The Knesset Public Security Committee, chaired by MK Merav Ben Ari (Yesh Atid), received a briefing on Monday, September 13, from Deputy Public Security Minister Yoav Segalovitz (Yesh Atid) and the Director-General of the Ministry of Public Security Tomer Lotan on the national plan for confronting crime in Arab society.
According to Lotan, “Forty-two percent of inmates [in Israel’s prisons] are from Arab society. Over half the women who are murdered are Arabs. Forty-one percent of Arab young people are defined as ‘idle.’ The number of murders [in Arab communities in Israel] is three times as high as in Jewish society. A total of 61.5% of extortion cases are within Arab society, and 94.9% of shooting incidents in residential areas are shootings in Arab localities or neighborhoods.”
Lotan continued, “The basic elements for confronting all this are: targeted enforcement campaigns, increasing police presence in cities and on the roads, introducing advanced technological capabilities, preventing arms smuggling, expanding the legislative toolkit, enhancing intelligence capabilities, strengthening community resilience and economic enforcement against organized crime groups, including civilian enforcement of tax laws,” he said.
MK Aida Touma-Sliman (Hadash – Joint List) a member of the committee said: “The time has come to deal with a painful issue that we have been talking about for many years. At least today, my ears have picked up that part of what we have been shouting about over the years and bleeding over has made its way into the plan. Someone has started to listen and understand that we will not bleed alone, and that crime and violence spill over into the entire population. The police are a tool to serve the citizens, and not just another tool to control and oppress society. If this change is not made, no trust will be established between police and the Arab public, and all the fine plans won’t do any good.”

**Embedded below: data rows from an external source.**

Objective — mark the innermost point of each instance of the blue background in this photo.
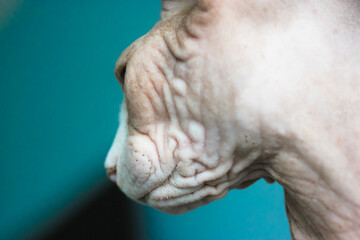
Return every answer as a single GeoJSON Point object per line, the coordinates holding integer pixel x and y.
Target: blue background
{"type": "Point", "coordinates": [59, 103]}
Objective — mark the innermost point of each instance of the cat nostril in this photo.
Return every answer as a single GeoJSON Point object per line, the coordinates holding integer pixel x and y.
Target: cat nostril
{"type": "Point", "coordinates": [111, 172]}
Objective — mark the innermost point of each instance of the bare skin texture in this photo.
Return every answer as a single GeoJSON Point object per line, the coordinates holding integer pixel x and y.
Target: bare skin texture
{"type": "Point", "coordinates": [221, 93]}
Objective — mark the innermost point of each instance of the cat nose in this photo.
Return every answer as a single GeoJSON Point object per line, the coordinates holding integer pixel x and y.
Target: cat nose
{"type": "Point", "coordinates": [111, 172]}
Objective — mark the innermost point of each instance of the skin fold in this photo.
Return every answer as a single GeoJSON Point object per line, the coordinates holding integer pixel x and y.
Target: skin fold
{"type": "Point", "coordinates": [221, 93]}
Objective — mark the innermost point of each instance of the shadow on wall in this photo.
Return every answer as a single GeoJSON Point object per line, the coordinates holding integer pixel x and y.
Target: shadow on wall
{"type": "Point", "coordinates": [59, 103]}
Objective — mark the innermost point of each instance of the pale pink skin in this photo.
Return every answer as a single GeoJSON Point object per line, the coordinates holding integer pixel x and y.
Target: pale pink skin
{"type": "Point", "coordinates": [221, 93]}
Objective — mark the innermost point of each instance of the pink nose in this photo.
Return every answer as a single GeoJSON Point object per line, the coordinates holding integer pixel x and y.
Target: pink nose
{"type": "Point", "coordinates": [111, 172]}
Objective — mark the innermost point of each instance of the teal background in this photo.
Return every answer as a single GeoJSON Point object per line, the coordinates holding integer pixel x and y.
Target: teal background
{"type": "Point", "coordinates": [59, 103]}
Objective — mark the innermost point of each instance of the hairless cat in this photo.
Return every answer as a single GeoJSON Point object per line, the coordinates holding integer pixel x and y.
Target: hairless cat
{"type": "Point", "coordinates": [221, 93]}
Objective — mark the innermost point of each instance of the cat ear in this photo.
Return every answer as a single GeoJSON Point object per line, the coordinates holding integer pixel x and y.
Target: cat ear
{"type": "Point", "coordinates": [172, 7]}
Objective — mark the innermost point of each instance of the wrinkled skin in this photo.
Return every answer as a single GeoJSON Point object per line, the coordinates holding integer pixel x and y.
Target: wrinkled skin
{"type": "Point", "coordinates": [221, 93]}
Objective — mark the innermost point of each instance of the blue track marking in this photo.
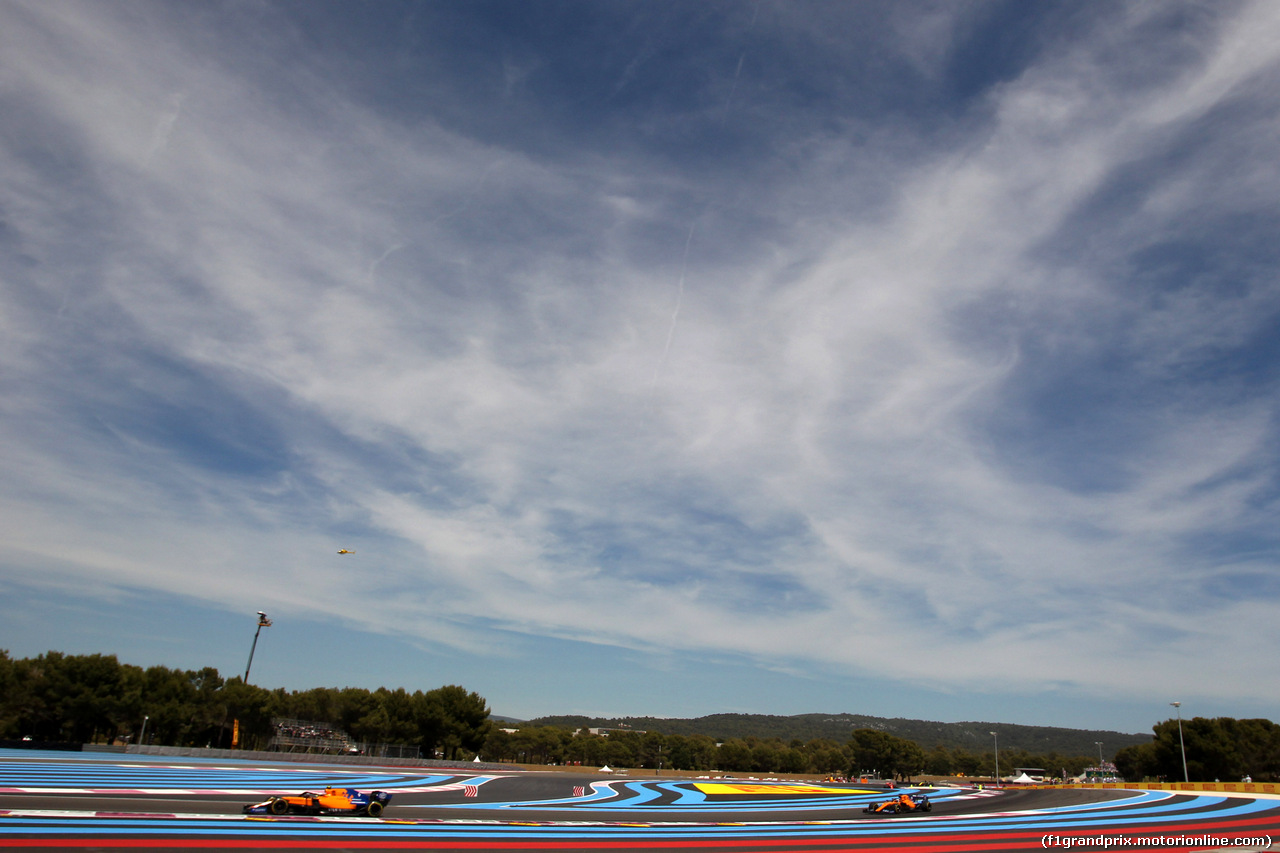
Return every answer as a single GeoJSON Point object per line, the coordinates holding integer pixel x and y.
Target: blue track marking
{"type": "Point", "coordinates": [658, 810]}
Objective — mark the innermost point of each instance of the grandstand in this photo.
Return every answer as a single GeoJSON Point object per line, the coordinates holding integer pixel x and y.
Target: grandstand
{"type": "Point", "coordinates": [324, 739]}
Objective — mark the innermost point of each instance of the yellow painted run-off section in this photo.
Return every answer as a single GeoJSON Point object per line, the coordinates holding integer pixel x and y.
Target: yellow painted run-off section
{"type": "Point", "coordinates": [1223, 788]}
{"type": "Point", "coordinates": [739, 789]}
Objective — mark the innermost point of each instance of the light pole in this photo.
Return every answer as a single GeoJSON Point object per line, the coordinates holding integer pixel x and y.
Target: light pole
{"type": "Point", "coordinates": [263, 621]}
{"type": "Point", "coordinates": [1180, 743]}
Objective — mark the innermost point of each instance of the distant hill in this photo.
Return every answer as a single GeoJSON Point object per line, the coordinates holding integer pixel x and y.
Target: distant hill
{"type": "Point", "coordinates": [973, 737]}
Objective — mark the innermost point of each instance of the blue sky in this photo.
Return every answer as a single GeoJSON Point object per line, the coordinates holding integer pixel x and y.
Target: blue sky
{"type": "Point", "coordinates": [667, 359]}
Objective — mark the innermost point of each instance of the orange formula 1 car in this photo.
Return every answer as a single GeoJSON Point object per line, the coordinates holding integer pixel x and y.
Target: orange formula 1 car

MK Ahmad Tibi (Ta’al – Joint List) told the meeting: “The police are not making a sufficiently significant decision. Two billion shekels are not enough, because organized crime groups have more. A decision by the state is needed. We need preliminary treatment to prevent the final outcome in which a ‘soldier’ in an organized crime group shoots a civilian. The responsibility is heavy and the challenge is great.”